A different nurse entered the hospital room where Vash was being held, carrying a clipboard (weren't they always?) and smiling sadly.

"Hello, Mr. Zwingli. Do you mind if I check your hands? It seems they need a new set of bandages."

She knelt down beside his bed and carefully began unwrapping his hands. She had dark-caramel-brown hair that reached to her jaw and wore the standard pale, light yellow of the hospital, with a light pink hat. She had a kind smile, Vash noticed.

With his hands unwrapped, Vash realized just how much damage had been done. His hands were cut everywhere, and looked awful, too awful to describe. The nurse put a few drops of ointment on each hand, then changed the bandages. When she was done, she patted him on the head. Vash growled.

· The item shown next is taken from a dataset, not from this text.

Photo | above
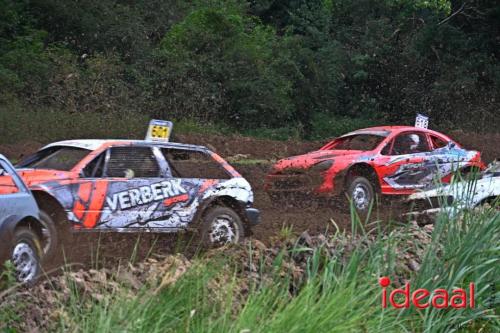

"Don't baby me. That damn nurse I injured tried to, and I knocked her out."

The nurse looked shocked. "Vash, didn't you know?"

Vash glared at her. "No, know what? Did she win a prize or something?"

The nurse shook her head. "Vash, you didn't knock her out. She died about 30 seconds after you slammed her against the wall. Vash, you killed her."

And just like that, all feeling drained out of him. Vash could feel his lungs gasping for air as he began to hyperventilate. His eyes widened.

Killed? That couldn't be right. Vash hadn't meant to kill her. She had simply annoyed him; he had meant to knock her out.

She was dead? Was this new nurse telling the truth?

Unwanted tears began to spill, not for the nurse, but for someone else, someone dear to him: his sister, Lili.

What would Lili think? How could he explain that he had killed a nurse?

"Vash? Oh, no, doctor!" The new nurse was shouting. "Doctor, his heart is beating irregularly!"

Panic overtook him. The doctor wasn't coming; he would let him die; and then he would let Lili die if she came here; and Lili would hate him so much…

"Vash? Vash, can you hear me?"

"How is Mr. Zwingli?"

"His condition has stabilized, Dr. Daniels. It seems he had a heart problem we didn't know about. His sister assured me that his previous physician told her it isn't a problem, as long as he has his portable defibrillator. She dropped it by today."

"And no one else was hurt during his rampage?"

"No one other than the nurse."

"Thank you, Miss Osmond."

"Please, just call me Rosabella. Everyone does."

"Okay, then, Miss Rosabella. Keep an eye on Vash, will you? I haven't had a chance to speak to him yet."

"Yes, Dr. Daniels." The nurse with the light brown hair and kind smile gave a small bow and left the room. Dr. Daniels flipped a file open and consulted it.

"Vash Zwingli. Paranoid Personality Disorder and Separation Anxiety. Possible schizophrenia, hints of something more severe. Has a tendency towards violence. And now we have this heart problem. My, my, you are a hassle, aren't you?"